What is innovation? Dictionaries define it as the introduction of something new or different to traditionally accepted practices, but with so many organisations around the world trying to make their business more environmentally sustainable, some of the modern ideas that we have seen introduced over time have become somewhat commonplace.
Go back to the beginning of the data centre, or computer rooms as they were more commonly referred to. Because of the low power densities, most of the rooms were laid out in rows with racks facing front to back. With time came ever-increasing loads and it was only until the orientation of racks were changed that the world recognized that creating hot and cold aisles would allow them to reduce the mixing of cold air delivery and the hot air return to the air conditioning system, thus increasing efficiencies; an innovation of its time.

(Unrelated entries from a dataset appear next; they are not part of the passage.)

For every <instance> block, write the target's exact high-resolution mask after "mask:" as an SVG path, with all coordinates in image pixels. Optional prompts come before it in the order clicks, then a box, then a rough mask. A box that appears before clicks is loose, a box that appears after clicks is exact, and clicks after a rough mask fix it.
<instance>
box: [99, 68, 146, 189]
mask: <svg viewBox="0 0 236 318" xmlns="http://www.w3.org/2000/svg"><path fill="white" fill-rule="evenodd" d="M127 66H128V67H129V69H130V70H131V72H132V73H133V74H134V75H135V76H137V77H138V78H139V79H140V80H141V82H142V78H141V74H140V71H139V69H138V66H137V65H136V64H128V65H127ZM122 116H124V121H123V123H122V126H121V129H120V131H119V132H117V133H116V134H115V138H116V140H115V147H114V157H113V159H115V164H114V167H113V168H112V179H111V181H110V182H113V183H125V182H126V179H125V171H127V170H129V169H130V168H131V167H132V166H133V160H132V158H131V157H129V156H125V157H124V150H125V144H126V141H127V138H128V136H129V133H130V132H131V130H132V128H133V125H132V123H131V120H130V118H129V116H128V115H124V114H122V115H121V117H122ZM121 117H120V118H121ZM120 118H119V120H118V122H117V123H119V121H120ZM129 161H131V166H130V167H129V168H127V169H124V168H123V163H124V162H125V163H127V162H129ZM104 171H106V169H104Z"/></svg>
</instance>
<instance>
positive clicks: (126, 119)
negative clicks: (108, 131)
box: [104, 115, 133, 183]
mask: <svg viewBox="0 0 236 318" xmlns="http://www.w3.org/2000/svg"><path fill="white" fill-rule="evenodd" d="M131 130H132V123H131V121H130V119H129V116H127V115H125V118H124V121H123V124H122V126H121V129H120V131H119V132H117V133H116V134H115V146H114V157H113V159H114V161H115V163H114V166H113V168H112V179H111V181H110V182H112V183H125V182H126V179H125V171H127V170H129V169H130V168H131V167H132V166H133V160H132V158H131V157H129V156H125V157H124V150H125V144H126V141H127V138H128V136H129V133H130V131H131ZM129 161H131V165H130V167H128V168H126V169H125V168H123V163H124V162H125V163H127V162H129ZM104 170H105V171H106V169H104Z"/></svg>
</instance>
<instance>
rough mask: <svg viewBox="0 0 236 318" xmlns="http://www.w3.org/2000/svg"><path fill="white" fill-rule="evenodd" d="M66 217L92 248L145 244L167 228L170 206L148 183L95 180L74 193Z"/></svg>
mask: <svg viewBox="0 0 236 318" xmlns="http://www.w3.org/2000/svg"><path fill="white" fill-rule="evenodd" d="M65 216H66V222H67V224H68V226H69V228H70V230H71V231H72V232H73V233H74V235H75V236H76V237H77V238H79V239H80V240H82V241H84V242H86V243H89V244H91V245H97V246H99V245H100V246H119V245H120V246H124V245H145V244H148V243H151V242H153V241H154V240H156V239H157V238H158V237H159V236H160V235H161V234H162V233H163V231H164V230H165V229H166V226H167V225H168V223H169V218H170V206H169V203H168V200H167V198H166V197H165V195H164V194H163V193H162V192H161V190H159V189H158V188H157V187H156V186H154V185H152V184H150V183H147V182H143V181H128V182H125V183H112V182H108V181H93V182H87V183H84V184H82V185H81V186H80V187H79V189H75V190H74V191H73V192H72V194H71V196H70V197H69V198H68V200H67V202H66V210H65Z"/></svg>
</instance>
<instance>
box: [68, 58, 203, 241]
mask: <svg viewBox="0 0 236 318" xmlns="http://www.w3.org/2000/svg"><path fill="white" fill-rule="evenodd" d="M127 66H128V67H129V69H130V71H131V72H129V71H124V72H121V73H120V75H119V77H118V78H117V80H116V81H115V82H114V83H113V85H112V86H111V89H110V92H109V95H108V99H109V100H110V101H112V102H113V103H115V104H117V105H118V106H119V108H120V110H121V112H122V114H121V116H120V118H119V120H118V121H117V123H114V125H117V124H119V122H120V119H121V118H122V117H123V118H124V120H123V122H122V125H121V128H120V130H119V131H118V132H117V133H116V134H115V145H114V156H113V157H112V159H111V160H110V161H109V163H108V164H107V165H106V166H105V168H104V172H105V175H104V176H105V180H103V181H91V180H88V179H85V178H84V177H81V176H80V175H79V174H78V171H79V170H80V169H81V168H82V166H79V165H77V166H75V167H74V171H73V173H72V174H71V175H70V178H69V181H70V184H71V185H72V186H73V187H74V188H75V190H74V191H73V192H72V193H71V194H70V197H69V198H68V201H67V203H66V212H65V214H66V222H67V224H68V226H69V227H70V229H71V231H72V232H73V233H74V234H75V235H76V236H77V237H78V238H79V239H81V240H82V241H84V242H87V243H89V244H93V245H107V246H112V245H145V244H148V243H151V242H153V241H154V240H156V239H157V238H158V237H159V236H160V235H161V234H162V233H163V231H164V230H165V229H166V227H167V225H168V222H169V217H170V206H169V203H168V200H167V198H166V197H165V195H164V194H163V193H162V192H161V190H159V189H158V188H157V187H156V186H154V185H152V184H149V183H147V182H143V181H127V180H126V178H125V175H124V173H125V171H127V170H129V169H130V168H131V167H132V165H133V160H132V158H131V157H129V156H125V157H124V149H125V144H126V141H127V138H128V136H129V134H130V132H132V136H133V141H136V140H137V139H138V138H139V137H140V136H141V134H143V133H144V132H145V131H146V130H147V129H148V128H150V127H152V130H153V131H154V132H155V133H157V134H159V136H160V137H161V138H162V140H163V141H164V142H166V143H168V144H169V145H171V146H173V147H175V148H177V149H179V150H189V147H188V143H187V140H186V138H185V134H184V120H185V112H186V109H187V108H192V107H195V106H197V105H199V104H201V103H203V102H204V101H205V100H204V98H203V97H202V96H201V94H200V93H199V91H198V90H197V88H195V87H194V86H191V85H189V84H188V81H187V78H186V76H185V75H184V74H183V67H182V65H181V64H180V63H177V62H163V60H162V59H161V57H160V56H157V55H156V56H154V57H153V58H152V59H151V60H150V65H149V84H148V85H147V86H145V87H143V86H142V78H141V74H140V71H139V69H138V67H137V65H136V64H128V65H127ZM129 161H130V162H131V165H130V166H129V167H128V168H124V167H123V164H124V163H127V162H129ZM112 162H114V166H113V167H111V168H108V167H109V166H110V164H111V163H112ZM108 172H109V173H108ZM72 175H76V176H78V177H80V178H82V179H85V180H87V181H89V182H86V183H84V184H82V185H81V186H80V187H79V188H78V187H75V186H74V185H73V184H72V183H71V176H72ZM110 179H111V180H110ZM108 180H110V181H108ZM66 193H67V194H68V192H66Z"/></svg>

Fast forward to the present day and hot and cold aisle containment is more focused and more concentrated. With higher rack densities it is now considered crucial that in order to provide the best efficiencies, it is no longer enough just to cool the room. Aisle containment provides that degree of separation to minimise the cold air supply and hot air return from mixing. Whether it’s by using conventional perimeter located CRAC units or in-row cooling, aisle containment delivers better efficiencies for the cooling system, saving energy and operation costs.
Data Centre Ideas – Heat Recycling
In previous articles we’ve discussed recent innovations such as Google’s Hamina data centre whereby seawater is used for cooling, but then we’ve seen similar things done before and will no doubt see plenty comparable occurrences come round the corner. It’s no secret that necessity breeds innovation and in order to handle the magnitude of today’s data and processing needs, better power and cooling efficiencies only lend to this way of thinking. The question is; when is a modern idea no longer innovative?
In some instances, the answer lies with a handful of businesses around the globe who have taken the initiative to explore beyond the perimeters of current innovations by recycling the waste heat produced by their data centres, including Telewest’s £80m state-of-the-art flagship facility, Telehouse West. Located in the London Docklands, the nine-floor, 160,000 square foot edifice is expected to recover the waste heat generated to provide the local Docklands community up to nine megawatts of power, permitting the facility to reduce its carbon footprint by 1,110 tons.
To put this into perspective, that’s the equivalent of 3,000 kettles being boiled, continuously.
Data Centre Heat Recycling
Elsewhere, IBM’s data centre for Swiss IT Company, GIB-Services, is being used to heat a nearby swimming pool in Uitikon, whereby the waste heat generated is transferred through heat exchangers to warm water before being pumped into the pool.
2,500 kilometres north-west of that, situated under Uspenski Cathedral, a popular tourist attraction in Helsinki, sits a data centre that was once used as a bomb shelter in World War II. Large pipes some 75 metres below the server room allows water to circulate through the sea, thus chilling the water before advancing into the server room. Sound familiar? The real cornerstone of this facility isn’t in how it’s cooled, however, but how it uses waste heat to warm up water pipes which are channelled through the city’s district heating and cooling system, generating enough energy to heat 500 nearby homes.